Matt demonstrates how vUv values are used in texture mapping, rendering the x and y texture coordinates to create the gradient on a box geometry.


Transcript from the "Texture Coordinates" Lesson

>> So we're somewhere around here we have this purplish or some sort of colored cube with the gradients. One of the things I want to start to explain a little bit more is texture coordinates. And also how do we use this UV thing or this UV thing and what what is this UV thing?

So the first thing before I explain it, I just wanna change this color so that it's white. This will just help me explain a bit rather than thinking in terms of color, let's just think in terms of grayscale. And so, here what I've got is a pure gradient that goes from black, which would be zero.

So zero, zero, zero the color RGB zero, zero, zero would be black. To white, which is 111. So one red, green and blue is gonna produce white. And so vv.x is a value that goes from zero to one, and in this particular geometry and that cube or a plane, this kind of square type geometry, one of the sides usually you can imagine the left side is gonna be 0 and the right side is gonna be 1.

And I put that in quotes because it really depends on how we're looking at this cube. But imagine we're looking at it like this, the left side is gonna be 0, the right side is gonna be 1. So the X is the horizontal text recorded value, and the y would be the vertical.

And notice instead of going from 0 on the top to 1 on the bottom, it's actually inverted. And sometimes in WebGL the y axis is gonna be a little bit inverted. And so you just need to think sort of upside down in terms of the y axis. And so now we're getting the vertical texture coordinate.

And so this is going from 1 all the way down to 0. And this is just some value that you get inside of all the built in geometries that you can use in your shaders. And it gives you this value that goes smoothly across the surface of the geometry and it's actually used for texture mapping.

So, if you could imagine maybe this is kind of a good example, but this is one of the ways in which we use texture mapping. Texture mapping is when I say mapping it's almost like wrapping things. It's figuring out the coordinates and the numbers that we need to use in order to take an image, kind of like the earth image that we've been working with.

So this earth.jpg, how do we map this onto a sphere? How do we map this onto a geometry? That's the process of texture mapping and we use these UV coordinates in order to do that. So that's kind of why Three.js includes this UV stuff is because it's used for sampling from a texture and producing textured results.

So one of the cool things actually that we can do with just this simple line of code is just start to add in different values for each of the different components. And all of a sudden, we're gonna have this sort of multicolored cube. And what's happening here is we're saying each of these components is gonna end up with either the x or the y value.

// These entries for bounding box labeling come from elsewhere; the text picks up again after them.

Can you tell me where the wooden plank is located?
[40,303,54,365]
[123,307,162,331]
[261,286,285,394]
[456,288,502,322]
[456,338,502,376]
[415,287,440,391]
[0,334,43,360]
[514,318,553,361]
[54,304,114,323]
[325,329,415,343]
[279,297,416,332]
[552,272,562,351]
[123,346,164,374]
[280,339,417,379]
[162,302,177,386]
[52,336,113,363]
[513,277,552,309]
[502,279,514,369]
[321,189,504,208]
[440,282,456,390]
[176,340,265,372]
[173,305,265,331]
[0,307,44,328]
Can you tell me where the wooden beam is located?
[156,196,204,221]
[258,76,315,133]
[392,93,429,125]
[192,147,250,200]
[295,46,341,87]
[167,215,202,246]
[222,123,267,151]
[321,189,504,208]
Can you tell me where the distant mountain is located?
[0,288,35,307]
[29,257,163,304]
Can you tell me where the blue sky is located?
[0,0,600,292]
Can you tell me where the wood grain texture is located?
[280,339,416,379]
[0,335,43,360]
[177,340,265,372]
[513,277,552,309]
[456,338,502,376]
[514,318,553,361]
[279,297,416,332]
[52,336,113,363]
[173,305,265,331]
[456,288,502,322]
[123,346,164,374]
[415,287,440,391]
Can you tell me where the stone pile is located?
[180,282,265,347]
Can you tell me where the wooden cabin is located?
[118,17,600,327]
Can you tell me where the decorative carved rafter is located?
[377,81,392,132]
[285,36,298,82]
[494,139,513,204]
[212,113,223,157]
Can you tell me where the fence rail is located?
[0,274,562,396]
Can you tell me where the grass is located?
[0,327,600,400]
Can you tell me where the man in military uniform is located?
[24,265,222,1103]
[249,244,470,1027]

And you could even go further than that, you can multiply 1 by some smaller, larger number. I don't know you can just play around with it if you want. But you can see how you can create these different gradients and it's because we're introducing more or less of one of the three colors.

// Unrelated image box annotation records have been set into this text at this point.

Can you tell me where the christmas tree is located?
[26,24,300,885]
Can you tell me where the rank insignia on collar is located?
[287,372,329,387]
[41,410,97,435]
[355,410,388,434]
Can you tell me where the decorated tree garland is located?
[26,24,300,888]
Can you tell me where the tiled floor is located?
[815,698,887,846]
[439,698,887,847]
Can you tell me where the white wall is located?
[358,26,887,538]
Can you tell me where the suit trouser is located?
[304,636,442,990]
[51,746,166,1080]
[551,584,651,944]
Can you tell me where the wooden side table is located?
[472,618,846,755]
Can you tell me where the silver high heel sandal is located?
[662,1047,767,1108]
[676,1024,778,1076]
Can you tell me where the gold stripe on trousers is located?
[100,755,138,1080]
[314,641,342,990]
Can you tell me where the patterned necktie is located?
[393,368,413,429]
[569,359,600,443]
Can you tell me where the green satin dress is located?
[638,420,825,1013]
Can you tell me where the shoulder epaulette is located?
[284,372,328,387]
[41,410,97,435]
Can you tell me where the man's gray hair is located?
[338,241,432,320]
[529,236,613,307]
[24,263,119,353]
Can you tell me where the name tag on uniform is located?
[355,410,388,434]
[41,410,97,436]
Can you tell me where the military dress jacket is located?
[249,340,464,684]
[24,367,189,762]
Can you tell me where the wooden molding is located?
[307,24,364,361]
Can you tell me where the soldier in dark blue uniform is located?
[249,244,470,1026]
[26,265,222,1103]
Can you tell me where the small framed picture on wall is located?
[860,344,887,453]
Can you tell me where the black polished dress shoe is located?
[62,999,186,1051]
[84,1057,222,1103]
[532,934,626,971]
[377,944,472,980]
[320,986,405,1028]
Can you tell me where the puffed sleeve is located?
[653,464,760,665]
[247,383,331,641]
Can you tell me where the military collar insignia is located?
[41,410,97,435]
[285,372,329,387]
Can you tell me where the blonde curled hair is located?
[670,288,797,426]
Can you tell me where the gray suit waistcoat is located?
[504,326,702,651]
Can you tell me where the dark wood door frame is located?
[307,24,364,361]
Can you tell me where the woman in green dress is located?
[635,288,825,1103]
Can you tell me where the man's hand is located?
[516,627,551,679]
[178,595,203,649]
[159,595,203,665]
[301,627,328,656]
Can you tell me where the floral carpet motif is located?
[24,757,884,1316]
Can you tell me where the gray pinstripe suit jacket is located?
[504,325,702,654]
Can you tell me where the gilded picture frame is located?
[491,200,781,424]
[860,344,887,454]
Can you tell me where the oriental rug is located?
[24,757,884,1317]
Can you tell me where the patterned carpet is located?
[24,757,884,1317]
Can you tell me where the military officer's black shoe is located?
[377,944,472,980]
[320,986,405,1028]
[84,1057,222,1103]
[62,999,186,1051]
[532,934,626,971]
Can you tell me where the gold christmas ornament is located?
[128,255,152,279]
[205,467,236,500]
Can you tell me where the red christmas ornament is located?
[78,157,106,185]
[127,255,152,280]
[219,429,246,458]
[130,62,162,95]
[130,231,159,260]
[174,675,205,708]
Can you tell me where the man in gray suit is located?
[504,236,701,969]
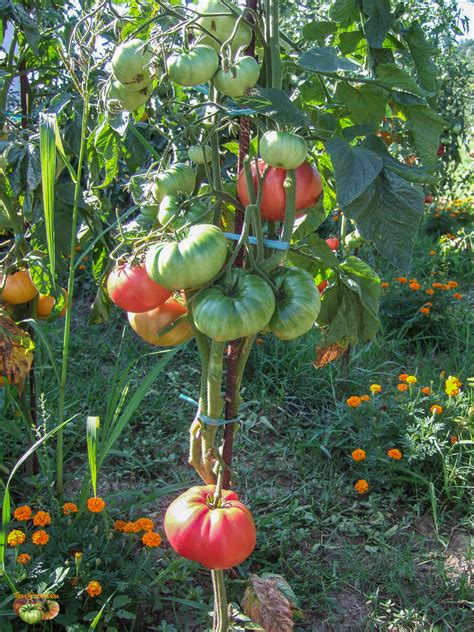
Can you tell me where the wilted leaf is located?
[242,575,294,632]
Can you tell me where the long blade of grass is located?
[39,112,57,287]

Okay, so that's kind of little primer on texture coordinates. One of the other things that you might wanna start to do is introduce maybe some animation or some movement. A very common thing to do is to introduce a uniform called time. So here we have time, and we say time, the value starts at zero.

And then maybe, we want to manipulate these colors or even manipulate the positions by time. So we can add in a uniform float time. So this is a float because it's not a vector, it's just a number. And then maybe we'll add in for the red component, let's say vv.x is+ sin(time).

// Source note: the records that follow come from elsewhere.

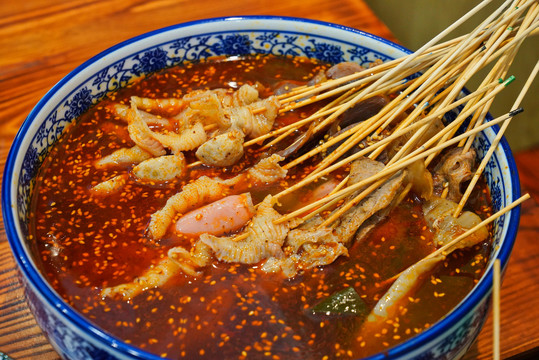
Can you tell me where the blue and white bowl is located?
[2,16,520,360]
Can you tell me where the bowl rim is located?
[2,15,521,360]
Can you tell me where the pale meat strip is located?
[335,158,406,246]
[101,257,184,300]
[199,195,289,264]
[148,154,287,240]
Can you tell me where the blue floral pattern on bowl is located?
[2,17,520,360]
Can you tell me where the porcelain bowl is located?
[2,16,520,360]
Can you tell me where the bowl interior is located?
[2,17,520,357]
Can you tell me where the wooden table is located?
[0,0,539,359]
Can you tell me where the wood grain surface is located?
[0,0,539,360]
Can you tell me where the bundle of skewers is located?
[98,0,539,350]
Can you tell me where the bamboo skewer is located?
[426,194,530,259]
[383,194,530,284]
[453,61,539,217]
[492,259,501,360]
[274,81,512,202]
[275,109,521,224]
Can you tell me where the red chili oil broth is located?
[30,56,490,359]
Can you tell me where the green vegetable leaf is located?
[311,287,368,316]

Sine is like the cosine when we're talking about sine, it's that mathematical signal for a circle sort of. And this isn't gonna do anything yet because time is always 0. It's never changing because we've just defined it here in our material, but we haven't updated each frame. So in order to update then, we're going to go down to our render loop.

We already have time here. And so we're gonna update it by saying, material, which is the name of the material we've defined just to make sure, you might need to scroll up and just make sure you're using the same name. But it would be material.uniforms.time.value = time, so you have to do .value.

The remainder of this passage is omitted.